Cause of mysterious mass death of saiga antelopes uncovered
Scientists have discovered that the sudden death of over 200,000 saiga antelopes in 2015 was likely due to environmental factors that triggered a deadly bacterium.
These critically endangered antelopes live in the remote steppe grassland of Central Asia. The deaths amounted to over 60 percent of the global population of the species. A paper in Science Advances describes how the healthy animals died of blood poisoning caused by the Pasteurella multocida bacterium. The mass deaths occurred while they were calving.

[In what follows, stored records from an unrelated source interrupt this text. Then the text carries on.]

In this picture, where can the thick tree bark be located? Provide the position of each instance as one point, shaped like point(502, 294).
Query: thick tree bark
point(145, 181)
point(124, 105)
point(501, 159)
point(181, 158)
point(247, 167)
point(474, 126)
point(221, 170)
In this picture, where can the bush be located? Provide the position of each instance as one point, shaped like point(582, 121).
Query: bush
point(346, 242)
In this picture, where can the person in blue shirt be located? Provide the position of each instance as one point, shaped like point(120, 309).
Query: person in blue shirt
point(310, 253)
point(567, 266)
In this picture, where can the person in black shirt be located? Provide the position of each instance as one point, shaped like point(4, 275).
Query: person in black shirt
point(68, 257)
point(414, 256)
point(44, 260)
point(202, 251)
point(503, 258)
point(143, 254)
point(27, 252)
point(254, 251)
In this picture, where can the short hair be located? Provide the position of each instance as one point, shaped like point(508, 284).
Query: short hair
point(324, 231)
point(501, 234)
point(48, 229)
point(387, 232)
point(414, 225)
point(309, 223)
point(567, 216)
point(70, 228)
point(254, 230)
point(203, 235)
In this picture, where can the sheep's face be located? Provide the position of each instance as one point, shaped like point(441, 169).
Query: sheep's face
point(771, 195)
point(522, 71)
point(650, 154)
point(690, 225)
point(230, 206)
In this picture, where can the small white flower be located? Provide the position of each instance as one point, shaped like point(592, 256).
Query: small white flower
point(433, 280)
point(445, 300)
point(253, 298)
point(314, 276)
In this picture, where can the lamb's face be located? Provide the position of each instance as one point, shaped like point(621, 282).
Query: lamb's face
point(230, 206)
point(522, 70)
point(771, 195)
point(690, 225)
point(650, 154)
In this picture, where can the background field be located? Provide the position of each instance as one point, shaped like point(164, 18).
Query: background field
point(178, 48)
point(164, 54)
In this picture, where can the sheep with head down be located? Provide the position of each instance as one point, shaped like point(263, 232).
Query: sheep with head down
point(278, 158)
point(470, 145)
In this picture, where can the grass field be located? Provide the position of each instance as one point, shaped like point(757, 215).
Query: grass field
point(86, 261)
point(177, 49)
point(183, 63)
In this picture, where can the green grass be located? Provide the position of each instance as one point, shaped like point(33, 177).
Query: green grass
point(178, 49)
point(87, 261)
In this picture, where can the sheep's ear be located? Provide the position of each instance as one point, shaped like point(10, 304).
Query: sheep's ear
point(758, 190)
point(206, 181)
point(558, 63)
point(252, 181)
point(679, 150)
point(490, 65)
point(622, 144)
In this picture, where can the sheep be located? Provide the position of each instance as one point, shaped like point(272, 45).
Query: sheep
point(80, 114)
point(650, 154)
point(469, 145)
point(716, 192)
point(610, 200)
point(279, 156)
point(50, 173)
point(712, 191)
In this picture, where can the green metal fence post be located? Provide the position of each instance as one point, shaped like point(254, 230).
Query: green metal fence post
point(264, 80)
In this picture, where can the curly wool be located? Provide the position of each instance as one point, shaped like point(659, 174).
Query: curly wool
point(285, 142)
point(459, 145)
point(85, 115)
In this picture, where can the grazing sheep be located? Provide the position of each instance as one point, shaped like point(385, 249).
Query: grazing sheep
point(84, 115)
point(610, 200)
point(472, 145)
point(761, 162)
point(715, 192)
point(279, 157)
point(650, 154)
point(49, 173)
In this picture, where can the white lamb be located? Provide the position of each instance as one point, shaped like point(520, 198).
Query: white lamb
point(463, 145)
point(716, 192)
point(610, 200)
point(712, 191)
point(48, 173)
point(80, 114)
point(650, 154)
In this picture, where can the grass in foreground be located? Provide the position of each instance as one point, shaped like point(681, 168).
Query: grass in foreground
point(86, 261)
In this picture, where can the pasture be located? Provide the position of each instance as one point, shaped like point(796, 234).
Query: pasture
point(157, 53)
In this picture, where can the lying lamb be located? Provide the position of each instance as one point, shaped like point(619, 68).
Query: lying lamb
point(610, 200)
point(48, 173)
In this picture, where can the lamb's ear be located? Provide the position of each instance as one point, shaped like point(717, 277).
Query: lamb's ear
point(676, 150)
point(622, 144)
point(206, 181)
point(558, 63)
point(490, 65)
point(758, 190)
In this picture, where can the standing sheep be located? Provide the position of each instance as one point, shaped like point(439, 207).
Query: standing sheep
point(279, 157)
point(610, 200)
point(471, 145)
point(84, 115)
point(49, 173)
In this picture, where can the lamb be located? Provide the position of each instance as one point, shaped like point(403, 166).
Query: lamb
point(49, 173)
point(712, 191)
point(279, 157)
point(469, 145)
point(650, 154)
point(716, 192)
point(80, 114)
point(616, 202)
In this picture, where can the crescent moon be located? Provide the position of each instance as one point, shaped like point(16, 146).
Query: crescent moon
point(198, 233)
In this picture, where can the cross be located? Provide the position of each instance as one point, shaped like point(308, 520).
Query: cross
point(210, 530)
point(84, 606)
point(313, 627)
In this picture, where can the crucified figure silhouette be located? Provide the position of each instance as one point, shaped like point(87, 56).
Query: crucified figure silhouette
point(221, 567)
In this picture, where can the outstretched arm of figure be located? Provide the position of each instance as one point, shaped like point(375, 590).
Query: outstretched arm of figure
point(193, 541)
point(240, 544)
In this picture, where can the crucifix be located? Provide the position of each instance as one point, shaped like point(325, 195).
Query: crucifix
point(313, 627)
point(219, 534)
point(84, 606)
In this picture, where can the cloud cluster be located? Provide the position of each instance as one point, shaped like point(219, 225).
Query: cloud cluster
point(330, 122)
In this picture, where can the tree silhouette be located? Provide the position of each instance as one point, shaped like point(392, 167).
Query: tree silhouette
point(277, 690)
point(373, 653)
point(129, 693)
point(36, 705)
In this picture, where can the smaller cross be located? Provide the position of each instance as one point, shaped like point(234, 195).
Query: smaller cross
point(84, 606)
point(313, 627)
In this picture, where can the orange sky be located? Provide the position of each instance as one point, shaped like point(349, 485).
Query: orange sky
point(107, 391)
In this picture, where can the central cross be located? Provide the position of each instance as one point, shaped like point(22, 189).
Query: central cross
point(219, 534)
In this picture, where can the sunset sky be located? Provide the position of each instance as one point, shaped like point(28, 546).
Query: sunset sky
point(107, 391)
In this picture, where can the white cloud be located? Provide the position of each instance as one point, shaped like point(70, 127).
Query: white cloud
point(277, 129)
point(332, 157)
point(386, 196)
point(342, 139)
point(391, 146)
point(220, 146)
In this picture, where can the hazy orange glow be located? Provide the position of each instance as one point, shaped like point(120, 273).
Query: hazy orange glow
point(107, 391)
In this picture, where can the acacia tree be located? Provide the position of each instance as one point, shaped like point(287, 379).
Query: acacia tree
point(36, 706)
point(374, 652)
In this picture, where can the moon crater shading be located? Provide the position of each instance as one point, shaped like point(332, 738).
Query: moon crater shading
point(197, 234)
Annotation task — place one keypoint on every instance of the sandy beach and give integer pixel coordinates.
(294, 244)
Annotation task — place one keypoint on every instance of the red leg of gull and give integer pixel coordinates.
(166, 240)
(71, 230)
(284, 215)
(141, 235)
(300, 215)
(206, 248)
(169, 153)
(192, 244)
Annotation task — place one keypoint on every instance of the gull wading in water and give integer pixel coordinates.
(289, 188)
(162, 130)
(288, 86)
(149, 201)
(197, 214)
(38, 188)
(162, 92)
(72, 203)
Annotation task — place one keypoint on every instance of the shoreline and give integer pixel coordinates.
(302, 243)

“Saiga gather en masse every spring to deliver their calves within a short period of time,” said Wendy Beauvais, a postdoctoral researcher in the Ivanek Lab at the College of Veterinary Medicine and co-author of the paper. “During that time, they are susceptible to disease, and since they are gathered together so closely, the whole population becomes vulnerable.”
The pathogen was likely living in the antelopes’ tonsils without causing harm to the animals until increased humidity and raised air temperatures triggered an opportunistic invasion of their blood stream by the bacterium, according to the paper.
This species has seen a handful of mass mortality events in the last fifty years, from two in the 1980s to this incident in 2015. The paper calls the occurrence unprecedented among other large mammal species. A sub-species of this antelope in Mongolia suffered similar losses in 2017 after a virus infection spilled into their herd from livestock.
The saiga antelope has been critically endangered since 2002. They are known for their long migrations and how they give birth to the largest calves in proportion to their size of any ungulate species. In addition to natural dangers like wolves and extreme temperatures, manmade threats like poaching and infrastructure development have depleted herds in Kazakhstan and Russia.
“They were already considered critically endangered before this event,” said Beauvais. “Although the outlook is worrying, they are capable of repopulating quickly and it’s possible their previous levels could be restored relatively soon.”
Local groups like the Association for the Conservation of Biodiversity of Kazakhstan have propelled ongoing efforts to catch and prosecute poachers, monitor the remaining populations and educate local citizens about the saiga antelopes and their conservation needs.
“We are working toward gathering enough information to predict and prevent these occurrences,” said Beauvais. “Our research team has already contributed to guidelines for such investigations, and now we will review them and hopefully improve them further.”
The paper is titled, “Saigas on the brink: multi-disciplinary analysis of the factors influencing mass mortality events.”